80代後半では約半数が「認知症」になる現実。だが、認知症は突然訪れるのではなく、「物忘れ」から始まってゆっくり進行していく病気だ。家族に認知症の兆しが現れたとき、周りはどんな心構えを持ち、本人にどのように接すればよいだろうか。本稿は、和田秀樹『老いたら好きに生きる 健康で幸せなトシヨリなるために続けること、始めること、やめること』(毎日新聞出版)の一部を抜粋・編集したものです。
長生きをすれば大半の人が
「認知症」を避けられない現実
高齢の方に限らず、「認知症だけにはなりたくない」「ボケてしまったら人生終わりだ」と考えている人も多いのではないでしょうか。しかし、年をとれば、それだけ認知症の発症リスクは高くなります。
認知症の診断テストをすると、70代前半の認知症の有病率は4%ほどですが、70代後半では約10%、80代に入ると約20%と倍々で増えていき、80代後半では約40%強が認知症と判断されます。つまり、ほぼ半数の人が認知症となるわけです。
90歳以上では60%以上、95歳では80%となります。つまり、認知症は老化現象のひとつであり、長生きをすれば認知症になることは避けられないということです。実際に多くの方のご遺体を解剖してわかったことですが、85歳以上のほぼすべての人の脳にアルツハイマー型認知症の所見がありました。
こう書くと、やはり自分は認知症になってしまうのか……とショックを受ける方もいるかもしれません。
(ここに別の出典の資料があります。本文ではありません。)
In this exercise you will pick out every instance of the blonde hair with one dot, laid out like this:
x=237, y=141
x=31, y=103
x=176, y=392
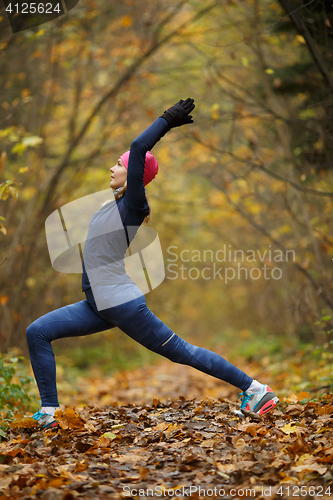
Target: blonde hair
x=121, y=193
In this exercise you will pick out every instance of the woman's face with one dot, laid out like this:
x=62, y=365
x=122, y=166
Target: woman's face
x=118, y=175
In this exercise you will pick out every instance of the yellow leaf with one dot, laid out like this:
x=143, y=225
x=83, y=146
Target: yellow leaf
x=126, y=21
x=214, y=111
x=109, y=435
x=300, y=38
x=303, y=395
x=289, y=429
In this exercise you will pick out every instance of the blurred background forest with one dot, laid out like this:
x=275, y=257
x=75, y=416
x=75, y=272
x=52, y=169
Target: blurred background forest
x=254, y=171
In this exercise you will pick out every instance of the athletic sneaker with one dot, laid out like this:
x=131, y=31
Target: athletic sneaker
x=45, y=420
x=258, y=403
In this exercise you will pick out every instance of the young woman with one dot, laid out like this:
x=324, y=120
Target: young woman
x=112, y=299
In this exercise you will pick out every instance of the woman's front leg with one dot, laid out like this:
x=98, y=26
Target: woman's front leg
x=74, y=320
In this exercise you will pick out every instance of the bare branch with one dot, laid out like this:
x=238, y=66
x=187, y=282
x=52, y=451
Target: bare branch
x=108, y=95
x=264, y=231
x=316, y=54
x=266, y=170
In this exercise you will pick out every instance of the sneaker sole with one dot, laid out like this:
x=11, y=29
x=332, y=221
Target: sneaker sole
x=269, y=405
x=52, y=425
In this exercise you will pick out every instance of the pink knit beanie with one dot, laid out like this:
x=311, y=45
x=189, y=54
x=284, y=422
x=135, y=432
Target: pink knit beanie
x=151, y=166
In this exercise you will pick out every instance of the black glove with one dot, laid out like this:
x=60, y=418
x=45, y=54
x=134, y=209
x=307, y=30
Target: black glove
x=179, y=114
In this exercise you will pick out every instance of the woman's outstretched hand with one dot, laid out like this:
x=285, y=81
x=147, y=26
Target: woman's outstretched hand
x=179, y=113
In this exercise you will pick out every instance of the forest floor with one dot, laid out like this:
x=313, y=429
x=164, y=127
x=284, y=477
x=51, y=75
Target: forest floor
x=169, y=431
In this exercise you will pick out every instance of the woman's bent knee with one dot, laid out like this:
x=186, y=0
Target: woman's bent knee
x=30, y=332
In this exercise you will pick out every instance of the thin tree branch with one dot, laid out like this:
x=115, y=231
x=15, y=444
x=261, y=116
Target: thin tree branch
x=315, y=52
x=264, y=169
x=264, y=231
x=108, y=95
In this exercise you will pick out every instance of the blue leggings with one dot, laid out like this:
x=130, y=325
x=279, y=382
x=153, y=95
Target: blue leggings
x=133, y=318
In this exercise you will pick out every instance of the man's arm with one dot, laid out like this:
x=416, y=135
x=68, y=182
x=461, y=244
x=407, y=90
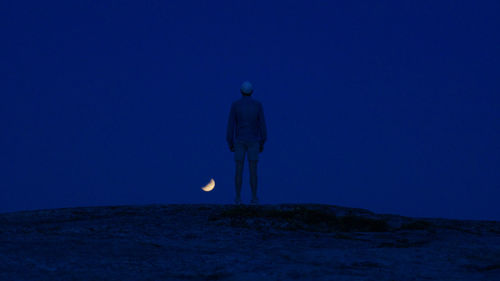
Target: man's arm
x=230, y=127
x=262, y=126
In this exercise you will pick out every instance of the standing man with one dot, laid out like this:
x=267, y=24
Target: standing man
x=246, y=134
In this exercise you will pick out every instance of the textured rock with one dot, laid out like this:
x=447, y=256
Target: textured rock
x=227, y=242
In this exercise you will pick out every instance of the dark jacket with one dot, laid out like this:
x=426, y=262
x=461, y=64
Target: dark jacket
x=246, y=121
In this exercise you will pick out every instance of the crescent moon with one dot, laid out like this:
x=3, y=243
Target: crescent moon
x=209, y=186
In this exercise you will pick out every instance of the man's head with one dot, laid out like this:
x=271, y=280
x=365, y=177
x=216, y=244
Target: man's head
x=246, y=88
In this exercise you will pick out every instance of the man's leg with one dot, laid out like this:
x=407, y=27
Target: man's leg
x=253, y=179
x=238, y=178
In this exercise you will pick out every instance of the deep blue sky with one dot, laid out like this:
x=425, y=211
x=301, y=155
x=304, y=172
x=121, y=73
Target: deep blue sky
x=392, y=106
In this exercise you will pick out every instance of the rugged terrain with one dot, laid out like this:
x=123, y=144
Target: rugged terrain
x=228, y=242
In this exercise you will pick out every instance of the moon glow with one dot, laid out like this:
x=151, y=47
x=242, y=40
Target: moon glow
x=209, y=186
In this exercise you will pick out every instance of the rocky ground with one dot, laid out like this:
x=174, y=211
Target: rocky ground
x=227, y=242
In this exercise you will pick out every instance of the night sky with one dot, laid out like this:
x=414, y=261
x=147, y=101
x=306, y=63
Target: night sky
x=393, y=106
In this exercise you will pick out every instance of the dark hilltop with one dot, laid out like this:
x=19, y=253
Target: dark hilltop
x=229, y=242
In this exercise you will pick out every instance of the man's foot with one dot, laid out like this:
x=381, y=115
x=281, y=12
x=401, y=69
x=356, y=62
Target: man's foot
x=254, y=201
x=237, y=201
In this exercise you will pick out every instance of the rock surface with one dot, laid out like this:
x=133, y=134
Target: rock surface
x=228, y=242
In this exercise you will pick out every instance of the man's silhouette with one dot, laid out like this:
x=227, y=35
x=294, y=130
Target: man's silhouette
x=246, y=134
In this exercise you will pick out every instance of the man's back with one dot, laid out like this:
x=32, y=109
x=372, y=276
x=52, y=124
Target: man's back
x=246, y=121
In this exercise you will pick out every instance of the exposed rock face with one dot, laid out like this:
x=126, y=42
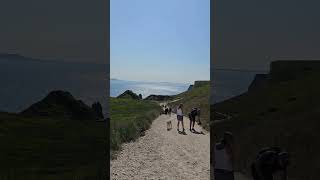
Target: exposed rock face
x=61, y=104
x=284, y=70
x=158, y=97
x=97, y=108
x=260, y=80
x=128, y=94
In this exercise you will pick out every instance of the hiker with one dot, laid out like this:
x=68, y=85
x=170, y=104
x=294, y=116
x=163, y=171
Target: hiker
x=180, y=117
x=192, y=117
x=224, y=158
x=198, y=114
x=268, y=162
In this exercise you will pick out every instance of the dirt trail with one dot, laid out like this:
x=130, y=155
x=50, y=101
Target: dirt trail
x=162, y=154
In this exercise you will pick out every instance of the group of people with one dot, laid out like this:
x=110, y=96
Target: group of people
x=195, y=112
x=268, y=161
x=167, y=110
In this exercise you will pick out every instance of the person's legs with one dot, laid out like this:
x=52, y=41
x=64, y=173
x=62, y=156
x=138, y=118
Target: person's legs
x=182, y=125
x=194, y=120
x=178, y=123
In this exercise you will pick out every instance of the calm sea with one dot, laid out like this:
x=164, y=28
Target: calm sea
x=146, y=88
x=24, y=82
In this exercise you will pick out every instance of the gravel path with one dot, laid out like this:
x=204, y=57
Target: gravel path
x=162, y=154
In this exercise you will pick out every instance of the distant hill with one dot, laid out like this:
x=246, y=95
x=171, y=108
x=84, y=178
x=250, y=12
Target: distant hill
x=159, y=97
x=43, y=142
x=128, y=94
x=283, y=113
x=62, y=104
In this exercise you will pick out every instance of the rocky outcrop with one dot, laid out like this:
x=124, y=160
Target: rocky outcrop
x=128, y=94
x=61, y=104
x=200, y=83
x=158, y=97
x=284, y=70
x=259, y=81
x=97, y=109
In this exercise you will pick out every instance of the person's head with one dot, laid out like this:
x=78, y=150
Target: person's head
x=283, y=159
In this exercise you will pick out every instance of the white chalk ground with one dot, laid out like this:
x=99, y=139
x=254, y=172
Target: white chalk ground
x=162, y=154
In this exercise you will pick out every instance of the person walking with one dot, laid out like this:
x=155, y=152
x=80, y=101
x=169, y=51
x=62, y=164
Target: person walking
x=198, y=114
x=180, y=117
x=224, y=158
x=192, y=117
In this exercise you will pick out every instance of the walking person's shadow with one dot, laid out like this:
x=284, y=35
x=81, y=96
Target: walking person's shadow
x=197, y=132
x=182, y=132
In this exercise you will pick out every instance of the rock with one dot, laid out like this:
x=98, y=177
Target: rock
x=259, y=81
x=128, y=94
x=97, y=108
x=158, y=97
x=61, y=104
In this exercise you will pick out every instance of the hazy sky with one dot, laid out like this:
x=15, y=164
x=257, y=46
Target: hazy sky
x=160, y=40
x=248, y=31
x=62, y=29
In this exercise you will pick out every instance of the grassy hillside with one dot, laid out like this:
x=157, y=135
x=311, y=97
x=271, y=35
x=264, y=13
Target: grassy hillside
x=129, y=118
x=45, y=148
x=198, y=96
x=284, y=114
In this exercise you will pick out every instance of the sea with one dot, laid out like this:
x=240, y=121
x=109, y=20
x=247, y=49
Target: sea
x=25, y=81
x=117, y=87
x=225, y=83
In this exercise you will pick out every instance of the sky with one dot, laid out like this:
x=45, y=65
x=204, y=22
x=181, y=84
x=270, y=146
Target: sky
x=252, y=33
x=160, y=40
x=69, y=30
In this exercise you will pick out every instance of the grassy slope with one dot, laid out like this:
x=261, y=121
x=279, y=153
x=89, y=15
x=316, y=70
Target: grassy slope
x=129, y=118
x=270, y=117
x=38, y=148
x=196, y=97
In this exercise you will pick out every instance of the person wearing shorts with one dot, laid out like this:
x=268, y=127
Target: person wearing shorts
x=180, y=117
x=192, y=118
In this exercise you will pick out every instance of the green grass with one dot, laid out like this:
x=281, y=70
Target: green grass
x=196, y=97
x=284, y=114
x=129, y=118
x=39, y=148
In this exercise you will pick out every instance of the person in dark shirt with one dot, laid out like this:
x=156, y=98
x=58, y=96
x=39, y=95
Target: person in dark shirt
x=268, y=162
x=192, y=117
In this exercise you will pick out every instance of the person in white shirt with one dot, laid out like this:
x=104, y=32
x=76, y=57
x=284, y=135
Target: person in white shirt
x=180, y=117
x=224, y=158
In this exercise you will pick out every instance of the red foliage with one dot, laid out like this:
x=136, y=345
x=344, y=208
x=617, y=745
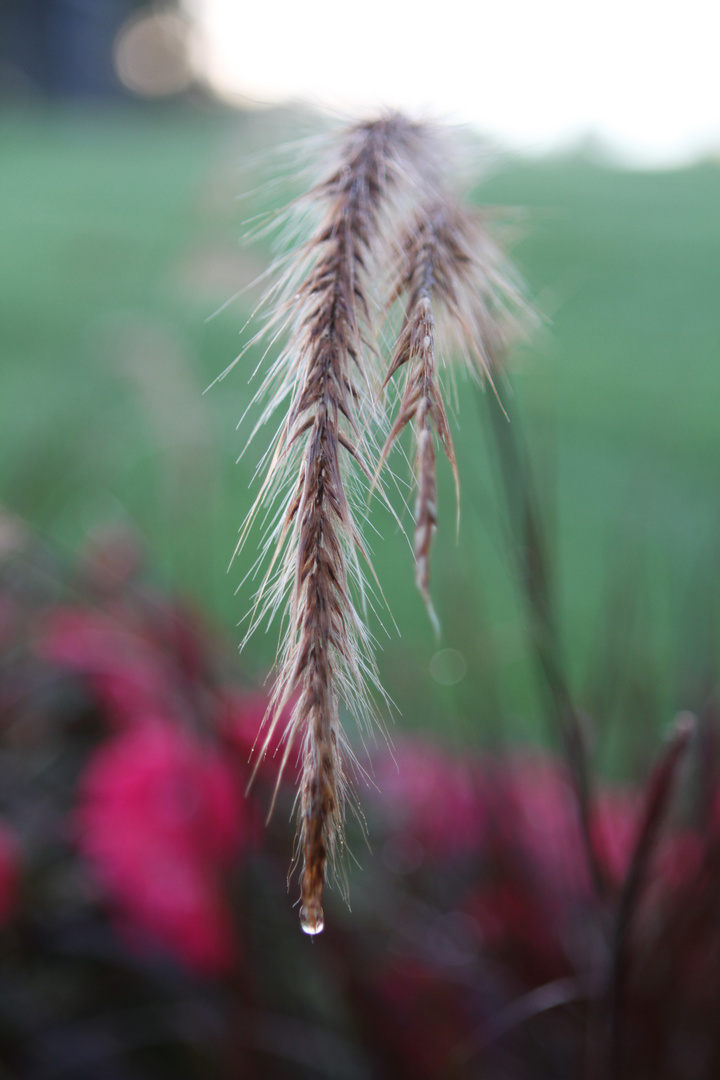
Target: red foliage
x=160, y=819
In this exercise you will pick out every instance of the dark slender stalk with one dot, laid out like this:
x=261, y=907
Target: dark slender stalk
x=532, y=565
x=659, y=792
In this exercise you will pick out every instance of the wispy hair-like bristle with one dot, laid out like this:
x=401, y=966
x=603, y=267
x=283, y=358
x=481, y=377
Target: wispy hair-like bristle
x=448, y=261
x=324, y=304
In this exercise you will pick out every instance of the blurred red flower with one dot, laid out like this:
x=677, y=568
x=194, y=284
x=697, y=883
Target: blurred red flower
x=161, y=818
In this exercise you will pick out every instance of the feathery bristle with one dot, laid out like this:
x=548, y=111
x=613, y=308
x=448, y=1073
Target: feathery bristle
x=326, y=309
x=447, y=258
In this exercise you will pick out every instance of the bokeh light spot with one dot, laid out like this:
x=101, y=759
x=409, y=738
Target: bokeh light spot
x=152, y=55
しかし、認知症になってしまったら、記憶があやふやになり、人の顔もわからなくなり、徘徊するようになる……などといったことがすぐに起きるわけではありません。
認知症には段階があります。多くの場合、「物忘れ」から始まり、次に場所や時間の感覚が悪くなり、道に迷ったり時間がわからなくなったりする「失見当識(しっけんとうしき)」という現象が起こります。自分の家はここではないと言ったり、夜中に買いものに出かけようとしたりすることが、この失見当識に当たります。
失見当識の次に「知能低下」が表れます。人の会話が理解できない、本を読もうとしても読めない、テレビを見ても意味がわからないということが起こります。逆にいうと、失見当識が起こって道に迷うようになっても、多くの場合、知能は保たれ、人の話はわかるものです。
このように認知症には段階があります。